Alongside Kyle Hency, then-Chubbies CEO and future Loop cofounder, the two developed a software company and grew their list of clients year after year.
But, it wasn’t until the recent ecommerce boom that Loop gained its most significant traction.
Today, their platform supports over 1,100 brands.
“In 2017, we were still convincing people that returns actually meant something. We didn’t realize the scale of the opportunity until 2019.”
A Major Refresh: Giving Returns a New Look and Feel
Instead of viewing returns as a cost center, Jonathan sees them as a profit center that allows brands to earn customers’ trust and to build their lifetime value.
In fact, one of Loop’s core beliefs is that returns don’t equal refunds.
Loop’s technology helps brands encourage customers to take store credit and make an exchange rather than opting for a refund. In addition, Loop’s platform speeds up the entire returns process, making it as seamless as possible for both brands and consumers.
“As a brand, you’re always looking to save time and resources and shorten the return cycle,” said Jonathan. “That’s in part because the customer who gets their refund or exchange in 10 days is going to be a whole lot happier than if it took 60 days.”
Breaking down the costs behind returns helps brands understand the impact they have on their bottom line.
“If I have 1,000 returns a month and I'm paying $7 per shipping label to send the exchange out to the customer and $7 to take the exchange back, that’s $14 on 1,000 returns. That's $14,000 a month! That's a big problem,” said Jonathan.
“And, that’s only for a small business. Larger brands handle more than 10,000 returns a month,” he added.
“Let’s take this challenging moment where the product doesn’t meet the customer’s expectations and turn it into a shining experience to help them find a product they love.”
How to Create Memorable Customer Experiences via Returns
What are some of the top mistakes brands make when it comes to returns?
Jonathan says the COVID-19 pandemic—and the accelerated growth of ecommerce—caused him to reevaluate his views. In pre-Covid times, missed opportunities came in the form of brands not investing in returns or trying to eliminate them altogether.
Now, brands have all the data they need to gain deeper insight into the return cycle—both on a product and customer level. It’s all about finding the right opportunity and capitalizing on it.
Most modern brands watch sales velocity, but the best brands monitor sales velocity and return or exchange velocity.
Some of the best Loop merchants use this data to better understand their product quality, which products are most likely to be successful, and products to reorder sooner.
The shorter the time it takes for a customer to move from a return to the next action (purchase or exchange), the better the customer experience will be. Brands should see this as a chance to satisfy and nurture customer relationships.
“By tracking analytics and data, brands have a unique opportunity to make better decisions related to merchandising, buying, and inventory planning.”

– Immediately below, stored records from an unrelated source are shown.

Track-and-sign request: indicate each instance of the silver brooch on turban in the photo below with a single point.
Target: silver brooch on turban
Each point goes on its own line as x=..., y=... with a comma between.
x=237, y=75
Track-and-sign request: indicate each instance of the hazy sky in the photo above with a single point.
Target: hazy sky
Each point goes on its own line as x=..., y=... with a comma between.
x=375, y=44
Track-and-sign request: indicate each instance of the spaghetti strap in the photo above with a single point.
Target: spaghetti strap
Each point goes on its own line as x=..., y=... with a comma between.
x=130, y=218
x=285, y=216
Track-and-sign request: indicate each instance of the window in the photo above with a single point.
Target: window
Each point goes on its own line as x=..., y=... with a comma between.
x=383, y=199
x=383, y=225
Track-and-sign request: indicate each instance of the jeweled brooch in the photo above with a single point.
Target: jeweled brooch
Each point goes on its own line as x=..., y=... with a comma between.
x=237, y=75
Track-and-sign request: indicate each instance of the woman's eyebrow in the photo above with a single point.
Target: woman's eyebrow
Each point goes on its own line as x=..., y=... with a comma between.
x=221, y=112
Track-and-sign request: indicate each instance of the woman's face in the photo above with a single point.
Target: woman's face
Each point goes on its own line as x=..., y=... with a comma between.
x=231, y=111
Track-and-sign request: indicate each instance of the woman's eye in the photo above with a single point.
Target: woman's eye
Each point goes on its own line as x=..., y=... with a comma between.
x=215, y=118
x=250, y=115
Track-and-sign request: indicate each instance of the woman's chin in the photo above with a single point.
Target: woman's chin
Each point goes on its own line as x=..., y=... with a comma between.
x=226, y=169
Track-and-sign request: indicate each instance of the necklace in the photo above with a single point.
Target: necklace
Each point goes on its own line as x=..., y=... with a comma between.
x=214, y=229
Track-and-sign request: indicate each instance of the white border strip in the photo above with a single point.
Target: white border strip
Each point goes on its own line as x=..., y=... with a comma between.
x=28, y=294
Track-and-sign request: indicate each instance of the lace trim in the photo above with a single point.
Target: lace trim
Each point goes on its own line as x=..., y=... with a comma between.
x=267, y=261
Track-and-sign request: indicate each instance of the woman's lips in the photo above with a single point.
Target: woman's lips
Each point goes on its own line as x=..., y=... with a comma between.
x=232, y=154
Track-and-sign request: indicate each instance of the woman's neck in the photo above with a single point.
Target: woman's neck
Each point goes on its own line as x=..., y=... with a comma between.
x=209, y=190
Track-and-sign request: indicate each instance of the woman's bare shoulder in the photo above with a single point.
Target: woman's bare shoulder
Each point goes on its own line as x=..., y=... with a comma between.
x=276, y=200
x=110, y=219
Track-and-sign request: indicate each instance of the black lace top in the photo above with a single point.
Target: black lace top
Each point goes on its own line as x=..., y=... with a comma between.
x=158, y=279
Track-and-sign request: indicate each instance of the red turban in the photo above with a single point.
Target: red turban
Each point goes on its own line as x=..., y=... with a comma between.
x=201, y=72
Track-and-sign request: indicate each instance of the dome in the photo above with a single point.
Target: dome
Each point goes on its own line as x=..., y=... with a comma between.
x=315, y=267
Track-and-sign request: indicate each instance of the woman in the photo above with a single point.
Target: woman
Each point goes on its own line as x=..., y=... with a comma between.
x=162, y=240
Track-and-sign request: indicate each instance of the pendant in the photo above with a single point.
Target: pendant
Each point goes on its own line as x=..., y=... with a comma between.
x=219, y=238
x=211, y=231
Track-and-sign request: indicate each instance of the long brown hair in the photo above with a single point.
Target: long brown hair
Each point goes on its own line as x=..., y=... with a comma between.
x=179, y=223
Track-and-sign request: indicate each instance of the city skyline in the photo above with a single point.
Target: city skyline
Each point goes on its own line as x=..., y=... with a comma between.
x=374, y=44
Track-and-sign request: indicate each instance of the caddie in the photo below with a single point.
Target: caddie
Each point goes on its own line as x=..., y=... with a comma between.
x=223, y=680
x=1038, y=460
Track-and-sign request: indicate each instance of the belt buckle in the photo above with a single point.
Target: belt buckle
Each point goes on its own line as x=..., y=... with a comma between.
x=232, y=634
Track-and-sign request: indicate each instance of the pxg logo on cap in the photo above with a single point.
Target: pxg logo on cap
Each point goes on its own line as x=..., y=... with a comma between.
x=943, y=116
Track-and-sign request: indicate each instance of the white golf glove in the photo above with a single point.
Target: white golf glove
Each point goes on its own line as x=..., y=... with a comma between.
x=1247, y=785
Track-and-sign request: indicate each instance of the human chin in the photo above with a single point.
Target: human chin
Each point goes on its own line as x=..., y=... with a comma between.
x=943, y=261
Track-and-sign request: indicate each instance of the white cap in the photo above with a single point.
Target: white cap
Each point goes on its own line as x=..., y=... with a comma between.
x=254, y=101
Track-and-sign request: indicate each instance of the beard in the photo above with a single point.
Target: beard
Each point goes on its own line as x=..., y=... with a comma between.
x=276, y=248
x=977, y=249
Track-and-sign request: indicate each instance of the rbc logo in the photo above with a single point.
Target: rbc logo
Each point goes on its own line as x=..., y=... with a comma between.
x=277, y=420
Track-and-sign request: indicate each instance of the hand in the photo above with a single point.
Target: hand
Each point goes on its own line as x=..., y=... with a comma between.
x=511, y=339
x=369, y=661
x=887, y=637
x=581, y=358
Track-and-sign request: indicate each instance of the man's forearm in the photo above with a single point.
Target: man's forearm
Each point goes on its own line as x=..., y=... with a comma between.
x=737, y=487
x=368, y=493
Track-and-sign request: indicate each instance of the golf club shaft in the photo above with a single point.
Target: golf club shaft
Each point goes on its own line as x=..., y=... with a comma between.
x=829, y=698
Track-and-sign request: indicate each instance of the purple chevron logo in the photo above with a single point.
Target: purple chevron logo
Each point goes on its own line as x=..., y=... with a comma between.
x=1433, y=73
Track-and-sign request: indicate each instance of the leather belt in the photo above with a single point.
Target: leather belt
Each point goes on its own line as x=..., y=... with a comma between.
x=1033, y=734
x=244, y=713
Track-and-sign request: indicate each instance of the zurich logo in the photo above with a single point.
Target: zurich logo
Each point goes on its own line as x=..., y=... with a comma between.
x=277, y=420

The Future of Ecommerce: Consolidation
In 2019, about 100% of Loop packages shipped from customer to warehouse. Jonathan expects that number to drop, especially as reverse logistics pick up steam.

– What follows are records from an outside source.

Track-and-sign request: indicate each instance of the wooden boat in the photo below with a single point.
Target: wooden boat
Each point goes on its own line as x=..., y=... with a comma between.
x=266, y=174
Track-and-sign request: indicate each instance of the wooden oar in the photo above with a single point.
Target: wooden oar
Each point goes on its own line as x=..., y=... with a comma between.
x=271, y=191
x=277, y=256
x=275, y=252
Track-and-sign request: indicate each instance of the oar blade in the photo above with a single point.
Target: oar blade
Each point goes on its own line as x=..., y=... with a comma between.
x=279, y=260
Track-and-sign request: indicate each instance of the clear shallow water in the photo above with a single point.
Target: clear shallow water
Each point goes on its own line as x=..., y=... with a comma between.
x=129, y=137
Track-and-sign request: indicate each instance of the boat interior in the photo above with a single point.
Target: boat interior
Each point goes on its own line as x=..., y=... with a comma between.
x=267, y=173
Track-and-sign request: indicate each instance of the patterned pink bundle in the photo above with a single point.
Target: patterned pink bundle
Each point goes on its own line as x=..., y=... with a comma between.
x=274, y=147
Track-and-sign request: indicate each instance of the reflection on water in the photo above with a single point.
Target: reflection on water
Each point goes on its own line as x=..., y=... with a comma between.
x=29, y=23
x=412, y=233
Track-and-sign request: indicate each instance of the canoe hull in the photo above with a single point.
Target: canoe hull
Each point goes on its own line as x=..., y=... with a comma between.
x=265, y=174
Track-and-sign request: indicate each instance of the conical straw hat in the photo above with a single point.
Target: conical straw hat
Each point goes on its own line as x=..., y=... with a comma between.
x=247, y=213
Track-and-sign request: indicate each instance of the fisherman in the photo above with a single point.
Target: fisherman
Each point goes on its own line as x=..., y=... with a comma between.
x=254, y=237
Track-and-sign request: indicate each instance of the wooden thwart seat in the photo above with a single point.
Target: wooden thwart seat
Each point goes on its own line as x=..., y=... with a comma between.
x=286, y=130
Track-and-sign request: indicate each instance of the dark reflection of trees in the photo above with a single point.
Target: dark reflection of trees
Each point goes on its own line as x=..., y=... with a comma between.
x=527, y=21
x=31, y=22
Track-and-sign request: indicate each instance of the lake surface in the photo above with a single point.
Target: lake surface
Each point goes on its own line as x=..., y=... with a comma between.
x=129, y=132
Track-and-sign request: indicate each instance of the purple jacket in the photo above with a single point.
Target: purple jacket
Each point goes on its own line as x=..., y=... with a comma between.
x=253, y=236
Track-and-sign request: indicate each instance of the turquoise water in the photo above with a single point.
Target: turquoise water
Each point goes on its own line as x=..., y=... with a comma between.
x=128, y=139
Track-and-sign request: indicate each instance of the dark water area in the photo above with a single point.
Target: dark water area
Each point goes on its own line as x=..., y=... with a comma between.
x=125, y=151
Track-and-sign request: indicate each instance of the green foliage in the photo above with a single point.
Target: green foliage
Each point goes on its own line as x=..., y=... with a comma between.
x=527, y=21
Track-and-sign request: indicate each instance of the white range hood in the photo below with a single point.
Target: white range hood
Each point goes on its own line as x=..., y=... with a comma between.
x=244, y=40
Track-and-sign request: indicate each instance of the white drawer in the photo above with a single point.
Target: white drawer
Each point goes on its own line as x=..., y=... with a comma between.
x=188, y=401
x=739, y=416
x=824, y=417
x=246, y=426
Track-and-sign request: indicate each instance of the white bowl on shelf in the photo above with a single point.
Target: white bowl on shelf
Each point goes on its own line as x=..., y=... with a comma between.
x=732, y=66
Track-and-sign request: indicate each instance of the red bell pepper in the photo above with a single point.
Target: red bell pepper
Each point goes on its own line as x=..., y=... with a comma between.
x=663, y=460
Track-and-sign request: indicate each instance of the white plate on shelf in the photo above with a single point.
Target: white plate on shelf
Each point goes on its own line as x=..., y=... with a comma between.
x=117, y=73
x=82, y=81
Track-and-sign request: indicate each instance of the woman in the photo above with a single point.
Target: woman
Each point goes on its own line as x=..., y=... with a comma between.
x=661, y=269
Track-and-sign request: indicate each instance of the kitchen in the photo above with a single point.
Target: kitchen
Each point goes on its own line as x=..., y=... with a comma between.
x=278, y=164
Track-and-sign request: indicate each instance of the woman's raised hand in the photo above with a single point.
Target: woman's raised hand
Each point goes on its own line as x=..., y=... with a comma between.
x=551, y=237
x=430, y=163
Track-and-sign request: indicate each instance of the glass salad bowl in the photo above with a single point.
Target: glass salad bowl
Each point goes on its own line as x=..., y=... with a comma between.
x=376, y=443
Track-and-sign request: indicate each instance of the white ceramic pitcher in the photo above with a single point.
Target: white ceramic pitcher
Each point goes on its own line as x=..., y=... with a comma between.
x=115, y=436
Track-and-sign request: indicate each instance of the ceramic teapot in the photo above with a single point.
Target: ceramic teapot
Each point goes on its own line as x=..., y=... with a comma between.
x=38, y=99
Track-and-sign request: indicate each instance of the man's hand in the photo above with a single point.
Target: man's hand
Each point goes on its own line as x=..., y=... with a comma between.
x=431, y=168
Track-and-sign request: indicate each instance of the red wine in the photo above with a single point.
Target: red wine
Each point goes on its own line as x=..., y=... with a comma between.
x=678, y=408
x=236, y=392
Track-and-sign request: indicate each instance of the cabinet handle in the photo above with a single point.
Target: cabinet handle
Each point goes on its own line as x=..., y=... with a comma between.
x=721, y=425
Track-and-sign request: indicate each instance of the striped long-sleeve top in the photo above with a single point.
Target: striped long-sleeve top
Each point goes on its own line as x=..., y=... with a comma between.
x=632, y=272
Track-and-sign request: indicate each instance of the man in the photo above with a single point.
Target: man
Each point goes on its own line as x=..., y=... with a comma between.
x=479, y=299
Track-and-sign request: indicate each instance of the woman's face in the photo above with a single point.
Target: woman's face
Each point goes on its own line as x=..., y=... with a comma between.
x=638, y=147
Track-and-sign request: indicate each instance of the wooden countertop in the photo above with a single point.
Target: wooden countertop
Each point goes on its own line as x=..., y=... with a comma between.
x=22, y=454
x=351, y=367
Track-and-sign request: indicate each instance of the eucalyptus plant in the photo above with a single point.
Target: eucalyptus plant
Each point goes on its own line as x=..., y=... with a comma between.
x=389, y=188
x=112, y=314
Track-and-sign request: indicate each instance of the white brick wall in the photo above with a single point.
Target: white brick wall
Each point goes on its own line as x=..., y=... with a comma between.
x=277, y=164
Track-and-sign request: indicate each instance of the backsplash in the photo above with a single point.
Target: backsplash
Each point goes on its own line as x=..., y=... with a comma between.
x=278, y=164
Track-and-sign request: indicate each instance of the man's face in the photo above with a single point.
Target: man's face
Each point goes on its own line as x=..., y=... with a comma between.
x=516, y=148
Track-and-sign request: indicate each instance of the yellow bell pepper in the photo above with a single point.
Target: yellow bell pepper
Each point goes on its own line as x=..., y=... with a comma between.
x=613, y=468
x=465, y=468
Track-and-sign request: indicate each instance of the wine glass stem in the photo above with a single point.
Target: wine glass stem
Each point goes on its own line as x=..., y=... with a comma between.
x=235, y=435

The alternate flow will soon become the primary flow. Similar to how warehousing and 3PLs moved into forward logistics, they’ll soon enter the reverse logistics space.
Plus, Jonathan believes the average distance a package travels will be greatly reduced in the upcoming year.
“We’ll see consolidation increase and sustainability become more of a focus. If everything is shipped to one place, there’s less freight and a lower carbon footprint,” said Jonathan.
“There’s going to be a meaningful shift into a world of commerce where a lot more happens during the post-sale of a product. New opportunities and marketplaces will spin up.”